Accuracy and reliability matter. Hallucinations are unacceptable for grid decisions.
This method is a different class of AI entirely, designed to augment engineering judgment rather than simply analyze and generate text and images.
Instead of relying on language patterns, scientific models combine:
Simulation data already used by engineers
Real-world sensor data
Physics-informed algorithms
Scientific machine-learning techniques that accelerate modeling
This hybrid approach allows Geminus’ models to behave like fast, accurate surrogates for complex engineering simulations.
“Creating foundational models that can be based on scientific algorithms have more repeatable results.”
Greg Fallon, CEO of Geminus AI
The results are surprising
Greg shared a couple of examples of just how fast scientific AI can unlock value:
Aerospace simulator built in just three weeks
A physics simulator used in aerospace required seven days to compute a single case. Training a traditional ML model with this method would take years.
Geminus reduced the requirement to 12 simulation runs and combined them with additional data to build a functional model in weeks.
Simulation of a massive oil field with over 2,000 wells
A brute-force model would have required nine months of compute time.
Geminus built the model in 4–5 hours, enabling operators to optimize settings and increase output by 15% in a single day.
These kinds of speed-ups open the door for real-time decision support; something that is impossible with today’s slow engineering workflows.
The ultimate goal: an ultra-intelligent engineering assistant
During our conversation, Greg described a future where enterprises have a unified intelligence layer to cover every side of the business; a system that can answer engineering questions instantly by pulling from simulations, models, and historical data.
Imagine typing:
“Is it possible to connect a 100 MW generator at this substation?”
Instead of waiting weeks for interconnection studies, the system generates an accurate, physics-informed response in seconds.
This isn’t a generic chatbot. It’s a domain-specific engineering brain built on physics and scientific AI.
And this isn’t just a pipe dream. The industry is getting close to making this reality.
“We can already do really significant pieces right now.”
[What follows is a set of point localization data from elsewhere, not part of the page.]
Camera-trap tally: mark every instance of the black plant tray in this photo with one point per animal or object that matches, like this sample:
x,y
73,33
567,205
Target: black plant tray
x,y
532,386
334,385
-Greg Fallon, CEO of Geminus AI
How this applies to the power industry
Scientific AI has several practical applications for utilities today:
1. Speeding up interconnection studies
New generator interconnections often wait 5–7 years for approval.
Faster models can reduce engineering and regulatory bottlenecks.
2. Modeling inverter-based resources
Solar, batteries, and other inverter-based resources introduce fast dynamics that existing tools struggle to predict.
Scientific models can replicate this behavior more accurately.
3. Understanding grid stress and failure risk
Utilities face constant questions about asset life, overload risk, and weather exposure.
Physics-based models provide clearer insight to improve grid resiliency and reduce power outages.
4. Improving efficiency and reducing emissions
More accurate forecasting and optimization can keep renewables online longer and limit unnecessary fossil fuel power generation.
Who else is working in this space?
Geminus is part of a growing ecosystem of companies training their own AI models for the energy industry. Others include:
Ansys & Siemens Digital Industries – simulation-driven machine learning
WattsUp - developing AI models for predictive maintenance on distributed energy resources, starting with EV chargers
OpenDrawing - developing AI models to automate the electrical project cost estimating and takeoff processes
While their approaches differ, the trend is clear: the future of AI in the energy industry needs to be grounded in science.